The underlying premise of BofA's optimistic assessment is further reinforced by external airfare data. The Travel Price Index from the U.S. Travel Association reported a significant 26.7% year-over-year surge in airfares in May, alongside a 2.7% month-over-month increase. While jet fuel prices have decreased by about 35% from their early April highs of over $4.88 per gallon, they still remain above last year's levels. Data from the Airlines Reporting Corp. also indicates higher ticket prices, with May U.S. travel agency air ticket sales reaching $9.8 billion, a 15% increase year-over-year, and an 18% rise in the average ticket price to $628. This combination of growing sales and stable passenger numbers suggests airlines are generating more revenue per passenger, rather than solely relying on increased volume. The Transportation Security Administration (TSA) checkpoint traveler data further confirms robust demand, with daily traveler numbers consistently around 2.9 million in late June.
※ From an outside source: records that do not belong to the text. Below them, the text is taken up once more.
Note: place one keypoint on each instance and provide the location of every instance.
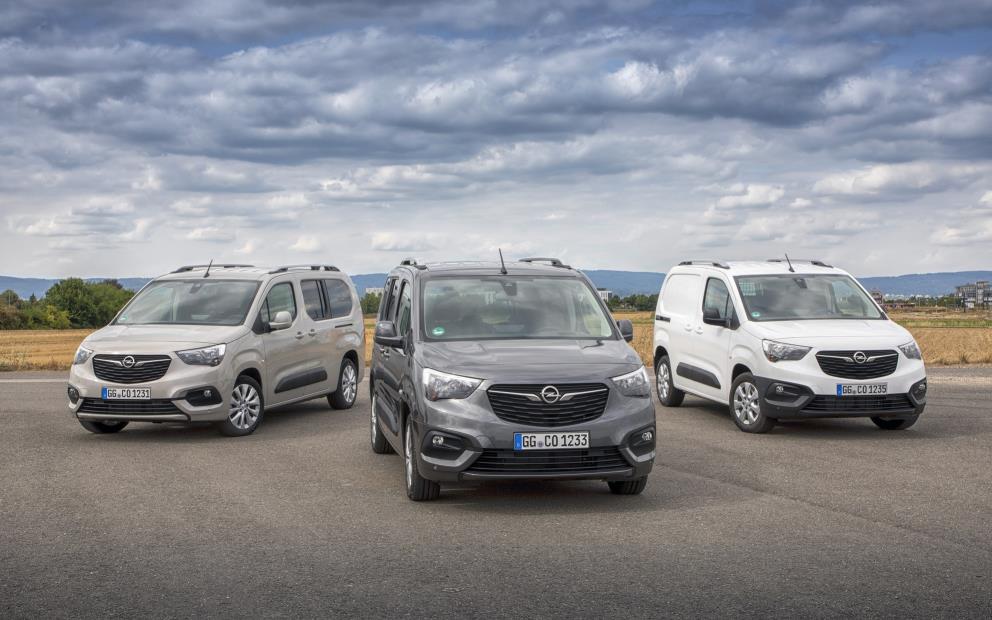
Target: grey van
(486, 371)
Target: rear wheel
(668, 394)
(895, 424)
(103, 427)
(245, 408)
(628, 487)
(418, 489)
(344, 396)
(379, 443)
(745, 405)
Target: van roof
(764, 267)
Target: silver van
(222, 344)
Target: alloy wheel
(746, 406)
(245, 406)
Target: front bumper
(784, 400)
(484, 443)
(176, 397)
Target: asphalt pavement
(815, 519)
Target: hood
(531, 360)
(160, 338)
(828, 332)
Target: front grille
(125, 407)
(146, 368)
(859, 404)
(842, 364)
(522, 404)
(549, 461)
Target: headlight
(438, 385)
(207, 356)
(911, 350)
(635, 383)
(780, 351)
(82, 354)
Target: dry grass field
(946, 339)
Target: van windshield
(805, 297)
(190, 302)
(511, 307)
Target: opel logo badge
(550, 394)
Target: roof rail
(818, 263)
(286, 268)
(186, 268)
(709, 263)
(554, 262)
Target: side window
(403, 315)
(312, 299)
(339, 300)
(716, 300)
(280, 297)
(680, 294)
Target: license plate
(550, 441)
(126, 394)
(862, 389)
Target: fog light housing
(443, 445)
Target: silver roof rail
(708, 263)
(286, 268)
(554, 262)
(186, 268)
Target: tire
(628, 487)
(745, 406)
(379, 443)
(344, 397)
(668, 394)
(417, 488)
(895, 424)
(246, 408)
(103, 428)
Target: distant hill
(620, 282)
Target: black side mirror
(711, 316)
(626, 329)
(385, 334)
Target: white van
(783, 340)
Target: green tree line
(69, 303)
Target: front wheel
(668, 394)
(103, 427)
(344, 396)
(418, 489)
(628, 487)
(896, 424)
(745, 405)
(245, 408)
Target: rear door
(287, 359)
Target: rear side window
(312, 299)
(403, 316)
(680, 294)
(716, 300)
(338, 298)
(280, 298)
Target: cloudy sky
(622, 134)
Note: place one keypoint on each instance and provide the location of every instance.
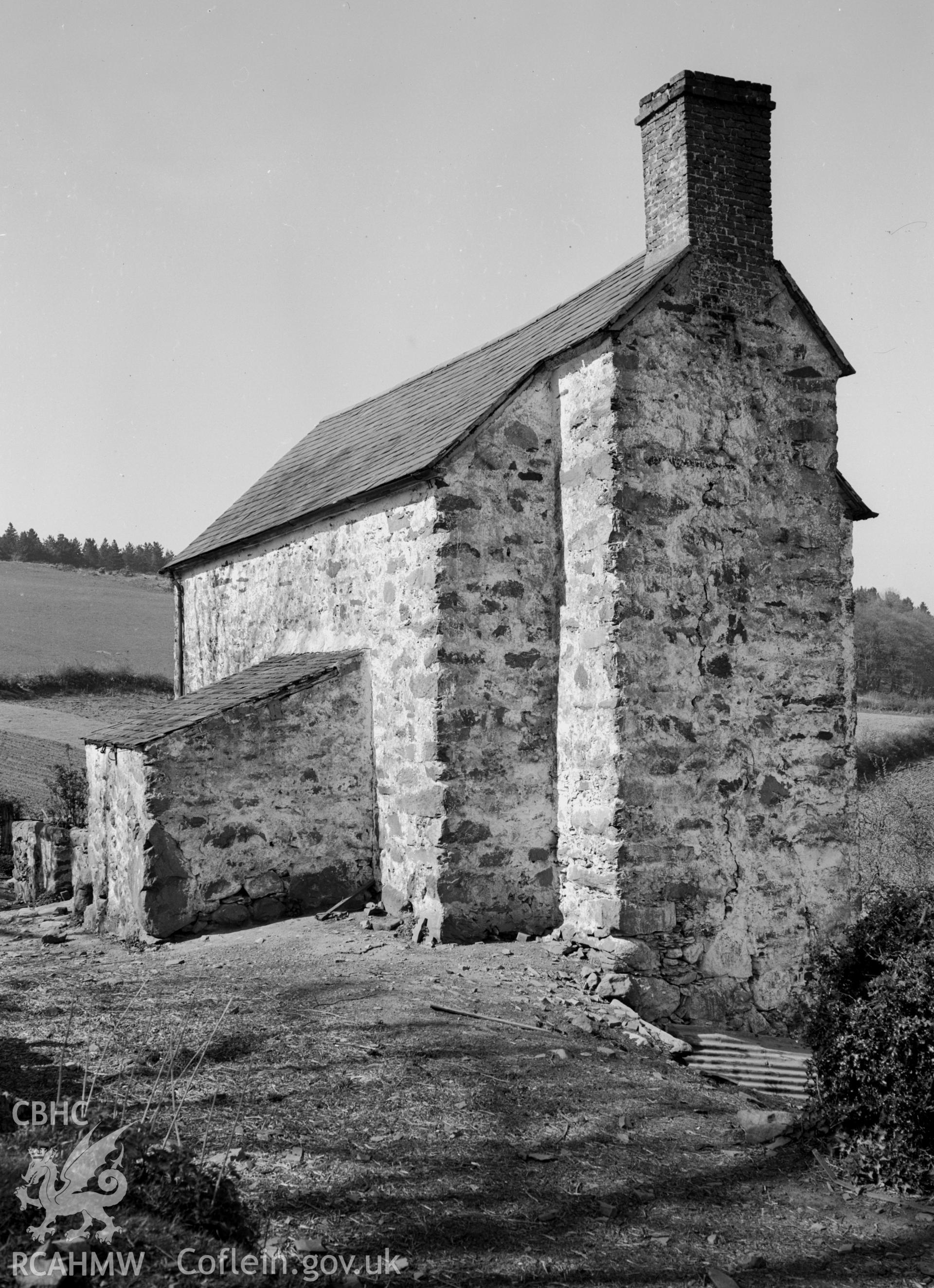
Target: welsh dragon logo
(74, 1196)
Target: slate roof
(401, 435)
(855, 507)
(276, 677)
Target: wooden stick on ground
(494, 1019)
(339, 904)
(61, 1054)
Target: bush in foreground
(871, 1028)
(68, 803)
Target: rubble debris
(760, 1126)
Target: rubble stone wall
(455, 598)
(706, 686)
(243, 817)
(500, 586)
(43, 858)
(365, 582)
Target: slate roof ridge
(284, 674)
(489, 344)
(400, 437)
(422, 419)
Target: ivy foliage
(871, 1028)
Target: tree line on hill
(895, 644)
(29, 548)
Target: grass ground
(56, 616)
(44, 732)
(887, 740)
(366, 1121)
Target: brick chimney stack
(705, 146)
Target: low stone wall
(46, 858)
(265, 809)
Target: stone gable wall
(706, 688)
(500, 589)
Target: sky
(223, 222)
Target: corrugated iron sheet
(777, 1068)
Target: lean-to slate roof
(276, 677)
(855, 507)
(402, 433)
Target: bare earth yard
(362, 1121)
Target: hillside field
(53, 618)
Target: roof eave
(218, 554)
(856, 508)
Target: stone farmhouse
(569, 622)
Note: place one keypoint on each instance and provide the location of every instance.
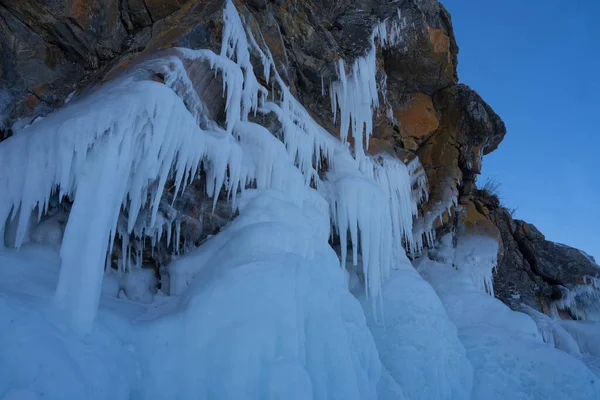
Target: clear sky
(537, 63)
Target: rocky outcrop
(533, 270)
(52, 49)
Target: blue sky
(537, 63)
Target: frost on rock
(505, 348)
(552, 332)
(582, 301)
(418, 344)
(112, 153)
(477, 256)
(268, 317)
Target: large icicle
(129, 136)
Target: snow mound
(268, 316)
(509, 358)
(418, 344)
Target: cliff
(52, 51)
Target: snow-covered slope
(266, 308)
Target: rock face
(532, 270)
(50, 49)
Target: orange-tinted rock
(377, 146)
(417, 118)
(475, 223)
(440, 41)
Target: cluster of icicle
(116, 149)
(582, 301)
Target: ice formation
(262, 310)
(582, 301)
(134, 135)
(270, 317)
(505, 348)
(477, 256)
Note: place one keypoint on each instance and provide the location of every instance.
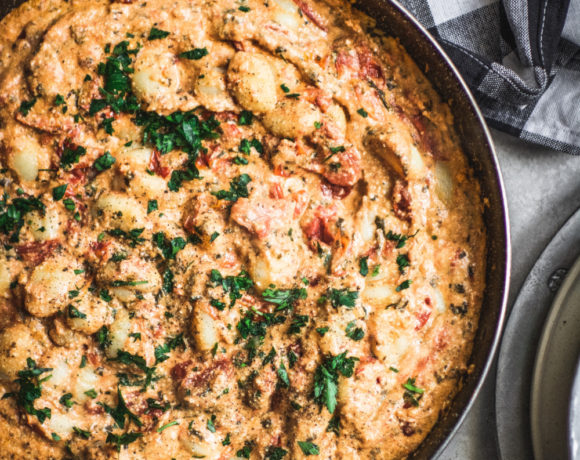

Despite the current strong demand, a potential challenge looms in the latter part of 2026: an increase in airline capacity. BofA projects domestic capacity to expand modestly by 0-1% through September, which supports current fare levels. However, scheduled increases show domestic capacity growth of 3.9% in October and 6.9% in November. While some of these schedules may be revised downwards, the firm suggests that cuts might be less severe than in previous quarters. This delicate balance between sustained demand and expanding supply will be crucial. If airlines aggressively add too many seats in the fourth quarter, the favorable unit revenue trends currently benefiting Delta and United could soften, even if demand remains healthy. This dynamic suggests that while the near-term outlook is bright, investors should closely monitor executive statements regarding late 2026 schedules to gauge the industry's ability to maintain pricing discipline amidst rising capacity.
The latest report from Bank of America offers a compelling perspective on the current trajectory of the airline industry, particularly for major carriers like Delta and United. It highlights a rare confluence of favorable market conditions: robust consumer demand, upward-trending airfares, and easing fuel costs. This alignment creates a "sweet spot" that is expected to drive significant profitability for airlines in the near term. From a financial analyst's standpoint, this suggests a window of opportunity for investors, as earnings per share forecasts have been significantly upgraded. However, the report also serves as a crucial reminder of the inherent volatility in the airline sector, particularly concerning capacity management. The delicate balance between meeting demand and avoiding oversupply remains a perpetual challenge. The potential for increased capacity in late 2026, if not managed prudently, could dilute some of these gains. This situation underscores the importance of strategic discipline by airline management to ensure sustained profitability. For consumers, this could imply that while current fares are high, the prospect of increased capacity might lead to more competitive pricing in the future. Ultimately, the industry's ability to navigate these dynamics will determine whether this "sweet spot" extends beyond the immediate horizon.